After first reading the MLDP paper, I had assumed it was the latter, that we also need to input related OOS returns data since we are e.g. comparing the optimal shape IS to the median OOS value in each CSCV combination. Additionally, Figure 1 (below) from the paper shows the CVCV process with M partitioned into IS and OOS sections.

However, when attempting to implement the algorithm using this and also R libraries, I see that only a single matrix M of returns data is input.

Also note that in the paper, they never speak of IS/OOS explicitly in describing the construction of M:
"First, we form a matrix M by collecting the performance series from
the N trials. In particular, each column n = 1, . . . , N represents a vector of
profits and losses over t = 1, . . . , T observations associated with a particular
model configuration tried by the researcher"

Am I missing something? Perhaps the CSCV process derives 'synthetic' OOS data using the IS returns by means of sampling under IID assumptions? Or, is that we do need to include both IS and OOS returns data and are supposed to e.g. join matrices of IS and OOS data into a symmetrical matrix/df?

[RSv618]

The Probability of Backtest Overfitting (PBO) algorithm uses a single matrix M of returns data as input. This matrix M is constructed by collecting the performance series from the N trials obtained by testing various T model parameter configurations in-sample (IS). The matrix M does not include out-of-sample (OOS) performance data.

The Combinatorially Symmetric Cross-Validation (CSCV) process used to estimate the PBO divides the in-sample data into multiple subsets and uses some of these subsets as “pseudo” out-of-sample data to estimate the out-of-sample performance.
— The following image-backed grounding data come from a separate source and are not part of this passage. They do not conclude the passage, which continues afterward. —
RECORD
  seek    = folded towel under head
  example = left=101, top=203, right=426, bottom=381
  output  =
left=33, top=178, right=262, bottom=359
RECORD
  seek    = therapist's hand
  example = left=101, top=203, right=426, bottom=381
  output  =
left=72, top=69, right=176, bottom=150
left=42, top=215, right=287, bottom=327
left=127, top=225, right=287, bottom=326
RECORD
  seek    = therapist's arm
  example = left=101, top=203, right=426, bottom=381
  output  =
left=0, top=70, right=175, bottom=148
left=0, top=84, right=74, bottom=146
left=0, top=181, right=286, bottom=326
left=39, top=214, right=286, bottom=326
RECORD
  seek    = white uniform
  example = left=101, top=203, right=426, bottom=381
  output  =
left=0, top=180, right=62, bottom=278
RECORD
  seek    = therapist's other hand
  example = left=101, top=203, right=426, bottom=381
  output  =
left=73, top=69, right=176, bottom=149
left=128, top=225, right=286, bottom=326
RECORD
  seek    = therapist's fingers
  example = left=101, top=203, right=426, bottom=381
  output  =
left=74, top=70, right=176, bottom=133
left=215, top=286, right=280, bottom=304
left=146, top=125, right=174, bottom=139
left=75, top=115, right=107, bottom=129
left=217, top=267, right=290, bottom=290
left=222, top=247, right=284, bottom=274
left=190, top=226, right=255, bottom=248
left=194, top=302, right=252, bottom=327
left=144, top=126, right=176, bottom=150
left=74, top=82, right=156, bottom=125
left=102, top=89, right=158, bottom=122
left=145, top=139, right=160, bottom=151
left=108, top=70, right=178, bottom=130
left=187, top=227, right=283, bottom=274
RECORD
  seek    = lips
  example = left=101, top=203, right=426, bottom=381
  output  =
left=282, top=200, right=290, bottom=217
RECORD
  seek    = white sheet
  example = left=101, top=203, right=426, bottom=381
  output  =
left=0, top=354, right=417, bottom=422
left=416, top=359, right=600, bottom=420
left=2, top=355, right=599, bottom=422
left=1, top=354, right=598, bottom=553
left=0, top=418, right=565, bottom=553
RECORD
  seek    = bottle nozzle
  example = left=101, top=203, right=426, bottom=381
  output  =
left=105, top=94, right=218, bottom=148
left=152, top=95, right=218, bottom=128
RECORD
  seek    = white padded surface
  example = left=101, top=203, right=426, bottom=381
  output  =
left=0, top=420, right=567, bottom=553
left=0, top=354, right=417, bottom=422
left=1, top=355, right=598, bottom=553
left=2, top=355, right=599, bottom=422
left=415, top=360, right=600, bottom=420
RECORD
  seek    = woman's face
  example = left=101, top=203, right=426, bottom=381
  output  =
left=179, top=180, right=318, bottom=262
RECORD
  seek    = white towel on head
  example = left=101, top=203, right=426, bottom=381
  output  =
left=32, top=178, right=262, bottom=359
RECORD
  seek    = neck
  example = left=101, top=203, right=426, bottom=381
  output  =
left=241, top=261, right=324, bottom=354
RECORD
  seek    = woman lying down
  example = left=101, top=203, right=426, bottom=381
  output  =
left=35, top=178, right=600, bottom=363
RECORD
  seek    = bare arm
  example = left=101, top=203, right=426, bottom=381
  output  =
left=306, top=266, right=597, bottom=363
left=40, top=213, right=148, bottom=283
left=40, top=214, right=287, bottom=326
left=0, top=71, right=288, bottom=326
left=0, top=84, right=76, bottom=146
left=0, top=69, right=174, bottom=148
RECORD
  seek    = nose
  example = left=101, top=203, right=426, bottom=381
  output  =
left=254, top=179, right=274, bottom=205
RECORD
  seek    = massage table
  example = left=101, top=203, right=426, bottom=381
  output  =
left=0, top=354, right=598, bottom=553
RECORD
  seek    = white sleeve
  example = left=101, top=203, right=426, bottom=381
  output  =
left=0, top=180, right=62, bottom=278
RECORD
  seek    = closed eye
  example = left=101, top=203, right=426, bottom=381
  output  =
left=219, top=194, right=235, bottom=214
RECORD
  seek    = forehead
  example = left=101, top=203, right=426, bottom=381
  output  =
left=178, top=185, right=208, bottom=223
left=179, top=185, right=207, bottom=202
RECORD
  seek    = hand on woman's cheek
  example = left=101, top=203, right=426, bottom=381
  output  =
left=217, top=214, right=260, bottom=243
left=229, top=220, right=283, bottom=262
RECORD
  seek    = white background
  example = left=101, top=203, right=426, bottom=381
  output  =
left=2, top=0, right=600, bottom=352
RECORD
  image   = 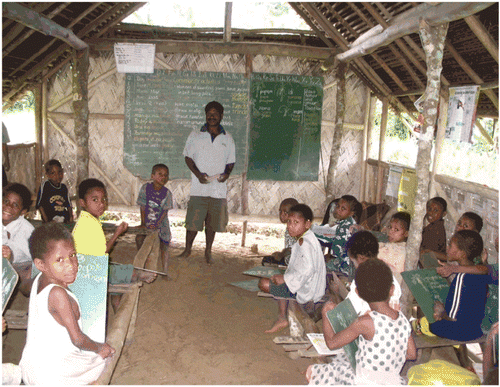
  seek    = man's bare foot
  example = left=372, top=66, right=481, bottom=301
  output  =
left=178, top=248, right=191, bottom=258
left=265, top=318, right=289, bottom=333
left=205, top=251, right=213, bottom=264
left=136, top=271, right=157, bottom=284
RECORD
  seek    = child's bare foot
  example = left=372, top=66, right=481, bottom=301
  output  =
left=178, top=248, right=191, bottom=258
left=265, top=318, right=289, bottom=333
left=205, top=251, right=213, bottom=264
left=135, top=270, right=157, bottom=284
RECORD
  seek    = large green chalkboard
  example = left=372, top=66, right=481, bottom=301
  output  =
left=247, top=73, right=323, bottom=181
left=124, top=70, right=249, bottom=179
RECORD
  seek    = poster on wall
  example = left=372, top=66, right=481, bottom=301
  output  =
left=445, top=85, right=480, bottom=143
left=114, top=43, right=155, bottom=73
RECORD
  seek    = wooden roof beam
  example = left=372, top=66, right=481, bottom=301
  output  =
left=3, top=3, right=142, bottom=104
left=2, top=2, right=88, bottom=50
left=464, top=14, right=499, bottom=63
left=336, top=2, right=491, bottom=62
left=445, top=40, right=499, bottom=109
left=94, top=39, right=332, bottom=60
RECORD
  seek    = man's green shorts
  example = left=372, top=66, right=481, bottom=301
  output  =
left=185, top=196, right=228, bottom=232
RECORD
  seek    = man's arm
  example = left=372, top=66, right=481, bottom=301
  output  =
left=185, top=156, right=208, bottom=184
left=217, top=163, right=234, bottom=183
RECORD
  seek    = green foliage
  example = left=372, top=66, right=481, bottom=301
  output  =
left=3, top=91, right=34, bottom=114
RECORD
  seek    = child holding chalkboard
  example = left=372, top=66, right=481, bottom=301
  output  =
left=258, top=204, right=326, bottom=333
left=136, top=164, right=173, bottom=274
left=306, top=259, right=416, bottom=385
left=20, top=224, right=114, bottom=384
left=325, top=195, right=362, bottom=277
left=414, top=230, right=492, bottom=341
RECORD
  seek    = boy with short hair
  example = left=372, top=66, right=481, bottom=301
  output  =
left=420, top=196, right=447, bottom=255
left=258, top=204, right=326, bottom=333
left=72, top=178, right=156, bottom=308
left=36, top=159, right=73, bottom=223
left=261, top=197, right=299, bottom=266
left=378, top=211, right=411, bottom=274
left=2, top=183, right=35, bottom=295
left=136, top=164, right=173, bottom=274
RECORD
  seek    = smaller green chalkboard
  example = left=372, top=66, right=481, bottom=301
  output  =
left=243, top=266, right=285, bottom=278
left=69, top=254, right=109, bottom=343
left=326, top=298, right=358, bottom=371
left=419, top=252, right=440, bottom=269
left=229, top=279, right=261, bottom=292
left=401, top=269, right=449, bottom=323
left=2, top=258, right=19, bottom=312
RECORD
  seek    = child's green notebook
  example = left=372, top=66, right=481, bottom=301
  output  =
left=326, top=298, right=358, bottom=371
left=2, top=258, right=19, bottom=312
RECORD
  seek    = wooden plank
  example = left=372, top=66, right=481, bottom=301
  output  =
left=414, top=332, right=487, bottom=349
left=273, top=336, right=309, bottom=345
left=282, top=343, right=311, bottom=352
left=298, top=347, right=322, bottom=358
left=4, top=309, right=28, bottom=330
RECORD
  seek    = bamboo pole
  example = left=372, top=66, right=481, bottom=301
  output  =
left=33, top=83, right=43, bottom=191
left=360, top=89, right=372, bottom=202
left=376, top=98, right=388, bottom=203
left=42, top=79, right=48, bottom=162
left=224, top=2, right=232, bottom=43
left=326, top=61, right=347, bottom=198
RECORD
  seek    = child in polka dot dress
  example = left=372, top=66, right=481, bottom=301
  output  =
left=306, top=259, right=416, bottom=385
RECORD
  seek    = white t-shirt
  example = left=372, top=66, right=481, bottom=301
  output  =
left=3, top=216, right=34, bottom=264
left=182, top=128, right=236, bottom=199
left=284, top=229, right=326, bottom=304
left=347, top=273, right=402, bottom=316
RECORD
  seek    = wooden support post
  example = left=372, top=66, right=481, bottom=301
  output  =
left=429, top=90, right=449, bottom=197
left=72, top=47, right=90, bottom=201
left=326, top=61, right=347, bottom=198
left=376, top=97, right=388, bottom=203
left=360, top=89, right=372, bottom=202
left=223, top=2, right=232, bottom=43
left=42, top=78, right=48, bottom=162
left=241, top=172, right=249, bottom=215
left=402, top=20, right=449, bottom=320
left=33, top=83, right=43, bottom=192
left=241, top=220, right=248, bottom=247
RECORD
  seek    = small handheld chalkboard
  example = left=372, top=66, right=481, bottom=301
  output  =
left=69, top=254, right=109, bottom=342
left=2, top=258, right=19, bottom=312
left=401, top=268, right=449, bottom=323
left=326, top=298, right=358, bottom=371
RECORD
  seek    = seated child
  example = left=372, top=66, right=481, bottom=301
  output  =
left=325, top=195, right=361, bottom=276
left=72, top=179, right=156, bottom=308
left=331, top=231, right=402, bottom=316
left=378, top=211, right=411, bottom=274
left=420, top=196, right=447, bottom=255
left=306, top=259, right=416, bottom=385
left=433, top=211, right=483, bottom=263
left=20, top=223, right=114, bottom=384
left=261, top=197, right=298, bottom=266
left=35, top=159, right=73, bottom=223
left=258, top=204, right=326, bottom=333
left=2, top=183, right=35, bottom=295
left=415, top=230, right=492, bottom=341
left=136, top=164, right=173, bottom=274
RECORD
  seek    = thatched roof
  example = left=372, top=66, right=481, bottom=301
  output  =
left=3, top=2, right=498, bottom=117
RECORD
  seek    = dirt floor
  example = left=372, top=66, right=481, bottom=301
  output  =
left=2, top=210, right=485, bottom=384
left=2, top=212, right=316, bottom=385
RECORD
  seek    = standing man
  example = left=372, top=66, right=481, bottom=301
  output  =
left=179, top=101, right=235, bottom=264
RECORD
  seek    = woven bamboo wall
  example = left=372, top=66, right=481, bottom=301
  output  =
left=45, top=52, right=368, bottom=217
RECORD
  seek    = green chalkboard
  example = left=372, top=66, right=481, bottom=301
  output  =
left=482, top=264, right=498, bottom=333
left=69, top=254, right=109, bottom=342
left=401, top=269, right=450, bottom=324
left=2, top=258, right=18, bottom=312
left=247, top=73, right=323, bottom=181
left=326, top=298, right=358, bottom=371
left=124, top=70, right=249, bottom=179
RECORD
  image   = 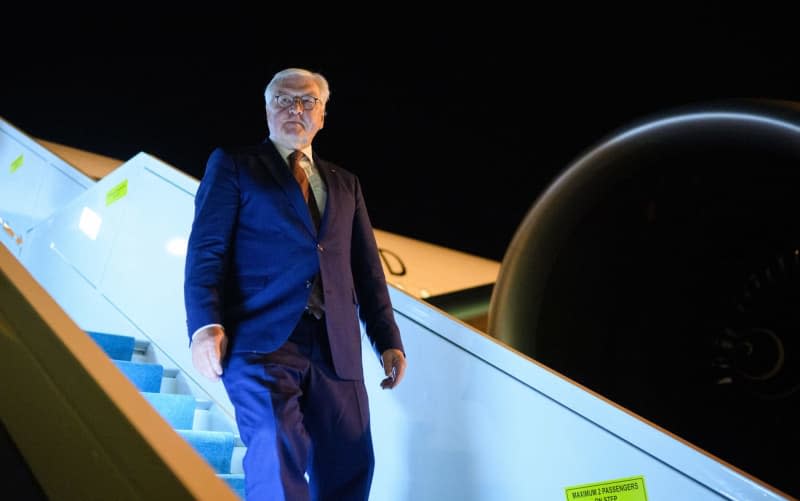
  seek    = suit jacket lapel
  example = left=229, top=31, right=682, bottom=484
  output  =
left=257, top=141, right=318, bottom=236
left=314, top=155, right=338, bottom=237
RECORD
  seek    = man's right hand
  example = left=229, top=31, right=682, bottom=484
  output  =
left=191, top=325, right=228, bottom=381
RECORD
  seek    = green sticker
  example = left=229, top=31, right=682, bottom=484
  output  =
left=106, top=179, right=128, bottom=206
left=10, top=154, right=23, bottom=173
left=565, top=476, right=647, bottom=501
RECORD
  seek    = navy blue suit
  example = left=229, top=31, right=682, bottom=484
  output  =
left=184, top=140, right=403, bottom=500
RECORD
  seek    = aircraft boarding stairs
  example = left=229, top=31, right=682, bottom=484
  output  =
left=0, top=118, right=246, bottom=499
left=0, top=116, right=793, bottom=500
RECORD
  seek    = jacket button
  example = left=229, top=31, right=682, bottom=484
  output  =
left=305, top=280, right=312, bottom=288
left=317, top=244, right=324, bottom=251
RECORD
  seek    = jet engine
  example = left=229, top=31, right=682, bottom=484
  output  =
left=488, top=100, right=800, bottom=497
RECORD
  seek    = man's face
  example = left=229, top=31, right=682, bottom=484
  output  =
left=266, top=74, right=325, bottom=150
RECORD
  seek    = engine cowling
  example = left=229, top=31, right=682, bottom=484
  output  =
left=488, top=100, right=800, bottom=497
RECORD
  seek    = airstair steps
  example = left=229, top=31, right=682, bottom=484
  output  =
left=176, top=430, right=236, bottom=474
left=219, top=474, right=246, bottom=497
left=113, top=360, right=164, bottom=393
left=84, top=329, right=245, bottom=499
left=86, top=330, right=135, bottom=361
left=141, top=392, right=196, bottom=429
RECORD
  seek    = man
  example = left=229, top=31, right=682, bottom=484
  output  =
left=184, top=67, right=407, bottom=501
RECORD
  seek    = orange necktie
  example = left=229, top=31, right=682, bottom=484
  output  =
left=289, top=150, right=324, bottom=317
left=289, top=150, right=321, bottom=229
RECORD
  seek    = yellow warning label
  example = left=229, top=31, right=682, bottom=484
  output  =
left=565, top=476, right=647, bottom=501
left=106, top=179, right=128, bottom=206
left=10, top=154, right=23, bottom=173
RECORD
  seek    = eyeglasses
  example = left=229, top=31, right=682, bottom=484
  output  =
left=273, top=94, right=321, bottom=110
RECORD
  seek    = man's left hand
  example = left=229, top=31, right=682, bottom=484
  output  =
left=380, top=348, right=407, bottom=389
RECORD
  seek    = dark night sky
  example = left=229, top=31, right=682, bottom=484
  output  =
left=2, top=6, right=798, bottom=261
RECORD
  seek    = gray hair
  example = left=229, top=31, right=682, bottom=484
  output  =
left=264, top=68, right=330, bottom=107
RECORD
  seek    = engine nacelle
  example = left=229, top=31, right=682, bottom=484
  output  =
left=488, top=100, right=800, bottom=497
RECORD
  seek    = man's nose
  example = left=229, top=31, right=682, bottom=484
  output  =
left=289, top=98, right=304, bottom=114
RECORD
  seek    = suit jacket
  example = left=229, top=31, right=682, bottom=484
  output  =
left=184, top=140, right=403, bottom=380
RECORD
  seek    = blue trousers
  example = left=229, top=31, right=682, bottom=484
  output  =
left=223, top=313, right=374, bottom=501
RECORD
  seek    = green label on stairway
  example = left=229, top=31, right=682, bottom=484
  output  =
left=565, top=476, right=647, bottom=501
left=106, top=179, right=128, bottom=206
left=10, top=154, right=23, bottom=173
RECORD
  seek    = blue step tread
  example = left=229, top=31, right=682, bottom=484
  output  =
left=86, top=330, right=135, bottom=361
left=141, top=392, right=196, bottom=430
left=219, top=473, right=245, bottom=499
left=177, top=429, right=235, bottom=474
left=113, top=360, right=163, bottom=392
left=86, top=331, right=245, bottom=493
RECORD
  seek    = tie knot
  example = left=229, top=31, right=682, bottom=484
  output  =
left=289, top=150, right=306, bottom=169
left=289, top=151, right=308, bottom=182
left=290, top=150, right=310, bottom=202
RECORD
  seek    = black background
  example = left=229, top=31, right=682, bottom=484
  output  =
left=2, top=5, right=798, bottom=262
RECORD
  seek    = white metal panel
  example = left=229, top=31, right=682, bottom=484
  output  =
left=19, top=152, right=235, bottom=419
left=0, top=118, right=92, bottom=256
left=98, top=156, right=222, bottom=406
left=365, top=289, right=787, bottom=500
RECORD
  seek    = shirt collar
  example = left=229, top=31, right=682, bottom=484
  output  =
left=272, top=141, right=313, bottom=167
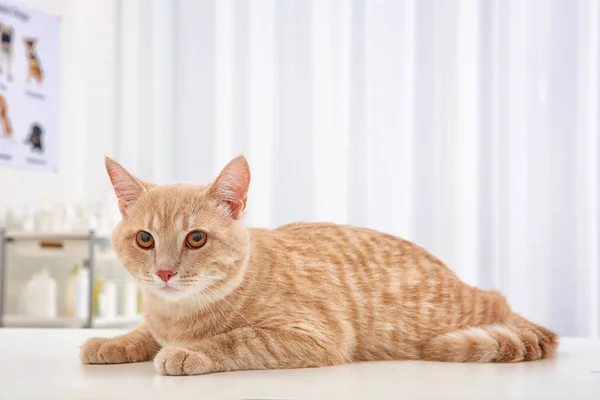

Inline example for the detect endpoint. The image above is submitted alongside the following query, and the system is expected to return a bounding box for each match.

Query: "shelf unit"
[0,229,135,329]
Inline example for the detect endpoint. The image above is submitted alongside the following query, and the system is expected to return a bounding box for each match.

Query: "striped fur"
[80,156,558,375]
This is done by iteratively selecting one subset as the “pseudo” out-of-sample data and using the remaining subsets as the in-sample data to calibrate the model. The calibrated model is then applied to the “pseudo” out-of-sample data to estimate its out-of-sample performance. This process is repeated for each subset, and the results are combined to estimate the PBO.

So, to answer your question, you only need to provide a single matrix M of in-sample returns data as input to the PBO algorithm. The CSCV process will use this data to estimate the out-of-sample performance and calculate the PBO.